Tuesday, 1 December 2009

Now Lisbon's in force, Parliament has nowhere to hide

1st December 2009, and the Lisbon Treaty is in force (well, it has amended the two treaties that make up the constitution of the EU, anyway). It's biggest innovations were the extension of Qualified Majority Voting in the Council and the increase of Parliamentary power - the two are pretty much in step. The European Parliament wasn't powerless before, but now it is virtually an equal to the Council, except in areas of unanimity, such as foreign affairs.

So now there's nowhere for Parliament to hide - it has to prove that it's deserving of these powers; that it's willing to go further in holding the to account, in staking out it's own position more clearly from the Commission and Council, and it must go further in transparency - both from itself, and from the Council and Commission. The Commission President's Question Time needs to become more focused as well: now MEPs have more power, they should prove themselves able to get a good handle on the different issues and ask the awkward questions - this doesn't mean ranting on about political points (I'm looking at you, Martin Schulz), but digging around and making sure you put Barroso and other Commissioners on the spot to open up the Commission to real scrutiny.

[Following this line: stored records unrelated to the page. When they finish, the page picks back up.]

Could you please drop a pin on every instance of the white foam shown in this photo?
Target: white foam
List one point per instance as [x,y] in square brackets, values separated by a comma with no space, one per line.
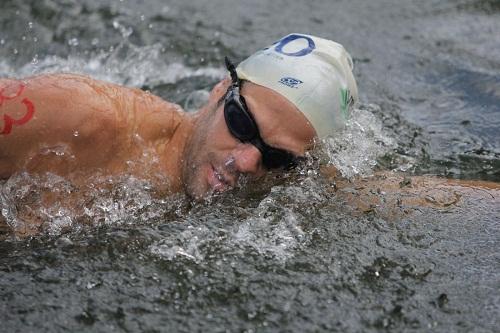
[355,150]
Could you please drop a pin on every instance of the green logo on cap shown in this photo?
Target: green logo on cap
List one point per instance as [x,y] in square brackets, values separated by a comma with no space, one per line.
[344,102]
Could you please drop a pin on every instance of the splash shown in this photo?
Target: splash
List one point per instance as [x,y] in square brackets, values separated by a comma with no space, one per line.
[355,150]
[125,64]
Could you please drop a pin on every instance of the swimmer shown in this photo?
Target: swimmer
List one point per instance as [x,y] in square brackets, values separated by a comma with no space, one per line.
[265,115]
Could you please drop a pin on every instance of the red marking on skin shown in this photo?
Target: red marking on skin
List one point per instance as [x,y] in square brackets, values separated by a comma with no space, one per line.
[9,121]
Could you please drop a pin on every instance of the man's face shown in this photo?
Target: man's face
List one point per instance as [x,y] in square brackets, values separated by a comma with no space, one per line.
[215,159]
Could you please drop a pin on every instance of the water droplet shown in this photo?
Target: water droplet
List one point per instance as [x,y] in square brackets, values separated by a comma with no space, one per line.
[73,42]
[34,61]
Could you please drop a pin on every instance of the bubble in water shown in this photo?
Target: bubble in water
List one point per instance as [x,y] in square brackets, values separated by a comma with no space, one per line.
[34,61]
[355,150]
[73,42]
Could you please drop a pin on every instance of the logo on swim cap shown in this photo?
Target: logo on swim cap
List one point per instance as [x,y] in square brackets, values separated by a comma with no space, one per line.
[292,38]
[290,82]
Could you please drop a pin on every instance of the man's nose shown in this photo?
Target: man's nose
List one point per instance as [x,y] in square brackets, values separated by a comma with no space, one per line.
[248,159]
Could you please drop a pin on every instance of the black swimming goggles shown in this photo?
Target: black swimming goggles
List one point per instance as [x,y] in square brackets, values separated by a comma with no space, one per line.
[242,126]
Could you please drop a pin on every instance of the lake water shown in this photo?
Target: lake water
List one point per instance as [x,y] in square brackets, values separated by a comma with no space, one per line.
[284,255]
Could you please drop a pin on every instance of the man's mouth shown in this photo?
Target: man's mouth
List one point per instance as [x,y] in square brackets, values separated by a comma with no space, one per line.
[219,180]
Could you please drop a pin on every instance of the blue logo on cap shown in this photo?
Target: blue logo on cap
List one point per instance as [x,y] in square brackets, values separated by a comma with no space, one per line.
[290,82]
[300,53]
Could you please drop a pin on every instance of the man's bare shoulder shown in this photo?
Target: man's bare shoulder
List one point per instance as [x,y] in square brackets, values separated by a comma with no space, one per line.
[92,120]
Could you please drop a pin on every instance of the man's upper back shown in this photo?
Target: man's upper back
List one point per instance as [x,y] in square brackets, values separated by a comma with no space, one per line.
[69,123]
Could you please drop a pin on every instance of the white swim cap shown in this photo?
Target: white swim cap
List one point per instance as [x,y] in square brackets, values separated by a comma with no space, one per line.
[313,73]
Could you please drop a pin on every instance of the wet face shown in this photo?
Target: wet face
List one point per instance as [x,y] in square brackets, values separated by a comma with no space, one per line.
[214,159]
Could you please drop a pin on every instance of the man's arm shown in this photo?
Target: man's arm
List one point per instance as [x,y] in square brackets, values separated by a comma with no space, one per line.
[64,123]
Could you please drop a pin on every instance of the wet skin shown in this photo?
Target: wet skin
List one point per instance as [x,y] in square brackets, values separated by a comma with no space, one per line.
[80,126]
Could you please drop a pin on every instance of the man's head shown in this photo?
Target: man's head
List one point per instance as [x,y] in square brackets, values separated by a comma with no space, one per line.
[289,104]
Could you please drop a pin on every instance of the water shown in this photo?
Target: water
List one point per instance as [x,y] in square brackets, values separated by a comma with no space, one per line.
[287,254]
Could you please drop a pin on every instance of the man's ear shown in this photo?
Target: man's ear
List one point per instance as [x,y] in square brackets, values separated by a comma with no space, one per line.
[219,90]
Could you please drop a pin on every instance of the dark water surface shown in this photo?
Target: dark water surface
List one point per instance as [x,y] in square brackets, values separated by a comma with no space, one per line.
[285,256]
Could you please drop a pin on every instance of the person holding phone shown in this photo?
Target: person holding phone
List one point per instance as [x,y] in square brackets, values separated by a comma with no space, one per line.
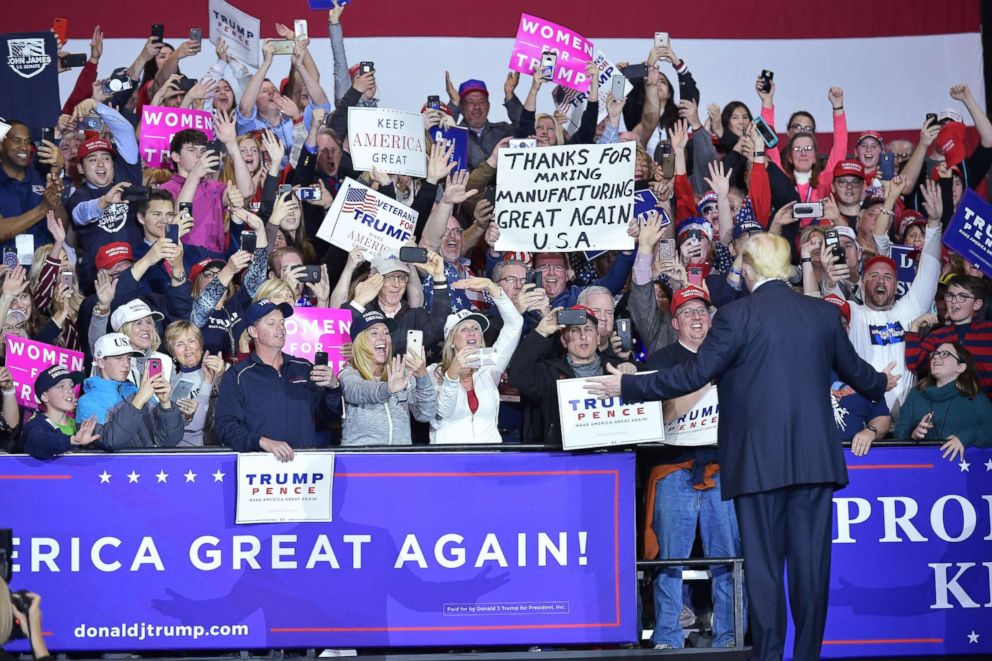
[381,391]
[127,415]
[468,376]
[948,404]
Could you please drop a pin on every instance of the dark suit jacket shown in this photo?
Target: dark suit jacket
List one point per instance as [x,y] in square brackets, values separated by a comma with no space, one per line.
[771,354]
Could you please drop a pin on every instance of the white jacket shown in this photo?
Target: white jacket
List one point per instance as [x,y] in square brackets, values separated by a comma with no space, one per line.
[454,422]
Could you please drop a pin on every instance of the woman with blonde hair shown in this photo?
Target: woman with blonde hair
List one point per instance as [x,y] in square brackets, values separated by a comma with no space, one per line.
[468,376]
[381,391]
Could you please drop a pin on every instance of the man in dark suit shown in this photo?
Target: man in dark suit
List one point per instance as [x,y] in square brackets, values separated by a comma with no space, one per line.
[771,355]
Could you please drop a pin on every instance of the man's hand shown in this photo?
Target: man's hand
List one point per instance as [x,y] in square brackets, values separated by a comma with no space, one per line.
[281,450]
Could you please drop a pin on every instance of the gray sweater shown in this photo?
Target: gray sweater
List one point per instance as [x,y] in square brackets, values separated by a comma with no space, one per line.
[374,416]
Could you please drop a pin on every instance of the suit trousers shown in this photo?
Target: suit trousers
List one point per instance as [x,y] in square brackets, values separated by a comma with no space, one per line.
[792,527]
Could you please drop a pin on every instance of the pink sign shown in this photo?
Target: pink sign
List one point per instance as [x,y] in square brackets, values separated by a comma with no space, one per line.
[158,125]
[26,358]
[310,330]
[536,35]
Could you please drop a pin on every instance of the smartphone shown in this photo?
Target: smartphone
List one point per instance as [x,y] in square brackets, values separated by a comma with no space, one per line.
[136,193]
[623,332]
[808,210]
[635,71]
[413,255]
[831,241]
[415,341]
[522,143]
[60,26]
[249,240]
[73,60]
[308,192]
[666,250]
[887,166]
[619,83]
[572,317]
[283,46]
[548,61]
[766,80]
[765,131]
[311,273]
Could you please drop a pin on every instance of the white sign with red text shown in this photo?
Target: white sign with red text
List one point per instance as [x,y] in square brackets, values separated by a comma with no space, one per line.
[587,422]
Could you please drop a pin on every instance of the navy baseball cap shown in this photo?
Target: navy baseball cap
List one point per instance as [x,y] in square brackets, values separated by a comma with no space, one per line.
[368,319]
[262,307]
[50,377]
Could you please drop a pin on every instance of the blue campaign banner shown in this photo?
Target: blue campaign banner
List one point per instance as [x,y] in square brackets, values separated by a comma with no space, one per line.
[969,233]
[458,135]
[141,552]
[905,258]
[912,556]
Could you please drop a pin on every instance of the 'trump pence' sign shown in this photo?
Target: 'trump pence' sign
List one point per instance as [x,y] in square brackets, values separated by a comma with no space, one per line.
[565,198]
[390,140]
[158,125]
[362,217]
[587,422]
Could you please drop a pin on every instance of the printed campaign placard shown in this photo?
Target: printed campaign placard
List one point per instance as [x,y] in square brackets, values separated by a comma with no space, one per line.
[565,198]
[159,124]
[26,358]
[240,30]
[389,140]
[360,216]
[572,102]
[587,422]
[969,233]
[459,136]
[536,35]
[318,329]
[906,258]
[273,491]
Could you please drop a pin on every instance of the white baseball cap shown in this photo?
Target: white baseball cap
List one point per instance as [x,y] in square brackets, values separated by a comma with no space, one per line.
[132,311]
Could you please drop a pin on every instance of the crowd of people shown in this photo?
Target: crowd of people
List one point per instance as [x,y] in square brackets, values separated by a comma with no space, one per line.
[176,282]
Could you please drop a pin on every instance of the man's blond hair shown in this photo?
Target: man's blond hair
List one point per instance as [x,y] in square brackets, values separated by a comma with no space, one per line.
[769,255]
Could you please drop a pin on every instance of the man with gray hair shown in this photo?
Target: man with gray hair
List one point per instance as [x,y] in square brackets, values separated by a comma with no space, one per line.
[780,459]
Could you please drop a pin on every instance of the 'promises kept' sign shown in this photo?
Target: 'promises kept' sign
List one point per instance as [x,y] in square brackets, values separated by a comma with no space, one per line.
[565,198]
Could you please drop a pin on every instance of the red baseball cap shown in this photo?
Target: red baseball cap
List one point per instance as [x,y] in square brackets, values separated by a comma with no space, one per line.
[92,146]
[881,259]
[689,293]
[844,306]
[113,253]
[849,168]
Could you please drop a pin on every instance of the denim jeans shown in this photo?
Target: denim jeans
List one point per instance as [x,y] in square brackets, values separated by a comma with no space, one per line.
[677,508]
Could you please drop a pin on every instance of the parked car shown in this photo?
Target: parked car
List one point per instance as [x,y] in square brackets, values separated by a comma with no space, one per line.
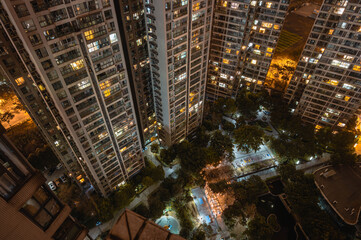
[52,185]
[63,178]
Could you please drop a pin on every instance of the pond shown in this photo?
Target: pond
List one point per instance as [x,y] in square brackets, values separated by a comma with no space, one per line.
[269,204]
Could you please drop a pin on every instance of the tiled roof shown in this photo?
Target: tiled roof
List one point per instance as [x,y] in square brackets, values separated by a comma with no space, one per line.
[132,226]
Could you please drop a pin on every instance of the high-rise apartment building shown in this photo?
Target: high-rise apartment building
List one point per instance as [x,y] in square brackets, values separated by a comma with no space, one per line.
[134,38]
[244,37]
[73,54]
[178,40]
[29,210]
[326,85]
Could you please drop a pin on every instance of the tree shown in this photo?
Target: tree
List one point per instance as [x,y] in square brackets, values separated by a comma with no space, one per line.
[202,138]
[228,126]
[221,143]
[258,229]
[154,148]
[7,117]
[105,209]
[219,187]
[43,157]
[248,138]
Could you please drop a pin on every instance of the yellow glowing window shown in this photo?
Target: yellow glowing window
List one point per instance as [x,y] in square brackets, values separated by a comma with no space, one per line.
[104,85]
[332,82]
[19,81]
[267,25]
[196,6]
[107,93]
[357,68]
[77,64]
[89,35]
[41,87]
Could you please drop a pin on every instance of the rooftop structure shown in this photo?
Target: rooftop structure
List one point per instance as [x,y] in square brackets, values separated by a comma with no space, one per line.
[131,225]
[341,188]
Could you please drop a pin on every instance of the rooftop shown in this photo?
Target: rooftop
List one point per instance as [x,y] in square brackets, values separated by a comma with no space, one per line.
[131,225]
[340,186]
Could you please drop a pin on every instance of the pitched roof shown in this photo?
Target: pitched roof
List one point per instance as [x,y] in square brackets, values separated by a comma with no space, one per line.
[132,226]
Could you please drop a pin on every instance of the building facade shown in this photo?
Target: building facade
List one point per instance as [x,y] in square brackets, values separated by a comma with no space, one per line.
[244,37]
[76,60]
[133,34]
[326,86]
[178,43]
[29,210]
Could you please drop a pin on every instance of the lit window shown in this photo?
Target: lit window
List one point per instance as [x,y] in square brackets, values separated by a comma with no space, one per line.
[222,85]
[19,81]
[113,38]
[356,68]
[77,64]
[339,96]
[267,25]
[234,5]
[222,75]
[340,124]
[348,86]
[339,11]
[89,35]
[41,87]
[107,93]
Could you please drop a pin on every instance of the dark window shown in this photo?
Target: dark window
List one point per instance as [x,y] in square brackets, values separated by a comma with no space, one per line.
[42,208]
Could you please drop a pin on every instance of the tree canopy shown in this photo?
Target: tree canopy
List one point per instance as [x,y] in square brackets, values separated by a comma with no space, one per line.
[248,137]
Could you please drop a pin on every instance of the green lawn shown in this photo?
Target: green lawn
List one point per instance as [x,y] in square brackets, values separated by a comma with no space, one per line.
[287,39]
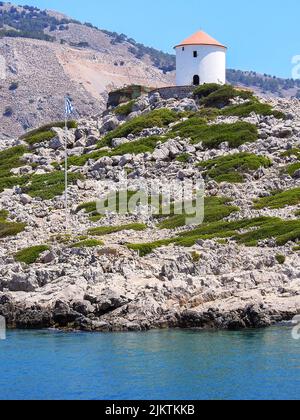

The hearing of the Commissioners in the run up to the vote in January must be rigorous, revealing, and truly testing for the Commissioners-designate. In particular, Baroness Ashton's positions on Iran, Russia, the Middle East peace process, energy policy, the Eastern Partnership, etc. must be made clear. Likewise, Oettinger needs to be pushed on how he wants to see the EU's energy policy develop; it's an important portfolio, and one that the Commission has proven quick to move on in Barroso I, with important energy market reforms and the implications of climate change politics - is Oettinger up to the job? The Parliament needs to be willing to reject the Commission if it doesn't correspond to its political views; it shouldn't just rely on there being someone who can be easily recognised as objectionable even through a lazy media glance - a list of good policy reasons should be enough. There doesn't need to be a rejection of the Commission just to ritually assert the Parliament's position, but they should make sure the opportunity to shape it doesn't pass them by.

Finally, and as a greater task, all the parties in the Parliament should work to make their mark outside the Brussels Bubble in the public's minds. Better Parliamentary debates help, and will hopefully entice the media to report on them more, but the parties need to make their presence felt more in the mainstream media and at grassroots level. The Citizen's Initiative could be an excellent way of doing this if done right: a campaign for a certain policy for the media to report on, co-operation across borders with common campaigns, engaging people in European politics ("We need your support! This is what we're trying to do for you in Parliament and the EU!") and it builds up at least some recognition of the Euro-parties (or at least the position of the national parties on European issues, which will be helpful in any case come election time).

The Citizen's Initiative requires 1 million signatures across borders, and the Euro-Parties are supposed to help express cross-border political debate. The link and the logic should be obvious, and the party to latch on to it and to runs campaigns well - and follow them up in Parliament effectively - would be laying good groundwork for the 2014 elections.

Now that Lisbon's in force, we deserve a better working Parliament - more transparency, scrutiny and engagement. There are no more excuses for not trying.